Marian sat on a stool and waited for her friend to continue. Her stomach had begun to twist and flutter, and she wasn’t certain why.
“I have seen him thus-dark, angry, in pain-on two other occasions, and I was certain he had some illness. But he insisted he did not. However, I could see his weariness and I pressed him to allow me to make him a sleeping draught. I swear, I feared he would shatter into ugly pieces if he did not have a care.”
“He took the draught?” Marian could not imagine Will acquiescing to anything he did not wish to do-especially to urgings from this delicate sprite of a woman.
“Aye . . . I brought him here, and he agreed to rest.” She looked past Marian into the smaller room, where the bed sat. “I kissed him.”
Marian’s mouth went dry and her stomach fell like a stone. She could not reply.
Alys turned to look at her, and Marian saw the remorse in her eyes.
“He did not hurt you,” Marian exclaimed in disbelief.
“Nay! Of course he did not,” Alys replied. “He would not. Marian, I know he is hard and mean, but I do not think ill of him. I have cared for many people, I have this skill with the medicinals . . . and I am used to understanding people. I knew he would not hurt me. I wanted merely to . . . relieve him. To ease whatever it is that has wormed inside him and causes him to be so angry and dark.”
“You . . .” Marian found she could not speak.
Alys and Will?
“He did not touch me.” Alys had begun to pace the small space, curling and uncurling her fingers. “And I left.”
Absurdly relieved, Marian said, “You were very kind to him.”
“I do not think many are.”
Marian looked at her, wondering, faltering for a moment. “He is the sheriff; he must keep order in the county,” Alys said. “He has no choice but to uphold the law.”
“Aye, but he does not have to burn the village,” Marian replied flatly. “And he could look the other way or find some manner of leniency when a woman is terrorized by her betrothed.”
“And he could allow the outlaw Robin Hood to run free and rob from the nobles?” Alys said, her voice bitter. “Nay, Nottingham must capture that bandit. Oh, aye . . . he already has. Has he not?” The arch tone in her voice told Marian that Alys was indeed aware that Robin Hood was not the prisoner who’d been presented to the prince. She wondered briefly on the fact that Alys seemed to be the only other person besides herself-and Will-who’d noticed.
“But if he caught Robin, he would hang! And Robin Hood . . . he has tried to do only good,” Marian argued.
Alys looked at her. “But he is a thief.” Her voice held only rebuke.
“But a good-hearted one, Alys. Not for his personal gain. He shares with the poor-the villeins who lose their homes because of Nottingham. If not for him, they would starve. And if Robin had not intervened, that woman would have been hung.”
“I did hear of that.” Alys appeared to sober. “But what is Nottingham to do? He must uphold the law. He is consigned to do so. Even if he sees the strain on his people.”
“And thus is the importance of Robin Hood’s actions. He can act where Nottingham cannot.”
Freezing, the two women looked at each other. Marian saw the comprehension flare in Alys’s eyes at the same time she realized what she’d said. And what it could mean.

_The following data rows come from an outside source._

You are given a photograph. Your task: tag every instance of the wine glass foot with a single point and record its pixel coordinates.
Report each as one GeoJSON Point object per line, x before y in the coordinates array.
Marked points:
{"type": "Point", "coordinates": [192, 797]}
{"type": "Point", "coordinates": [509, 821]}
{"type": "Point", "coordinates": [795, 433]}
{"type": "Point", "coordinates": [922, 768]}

“Is it possible . . . ?” Alys trailed off. She shook her head. “Nay, of course not.”
But Marian was thinking the same thing. And she was remembering the times Will had come upon her and Robin in the woods . . . and in her chamber. The sheriff had made no real move to capture the outlaw.
And Robin had said, with great confidence, that he would not be caught. On more than one occasion.
Of course, the two men had known each other long ago.
Had Will not wanted a witness to their meeting in the wood? Was that why he’d been so angry at Marian’s presence-he’d feared she’d seen something she should not have?
Had it been more than happenstance that they’d come upon each other?
And, most damning of all . . . that Robin Hood had once again miraculously escaped from the sheriff and that a false prisoner had been presented to the prince as the outlaw himself. In truth, how could such a thing be accomplished without Will’s help?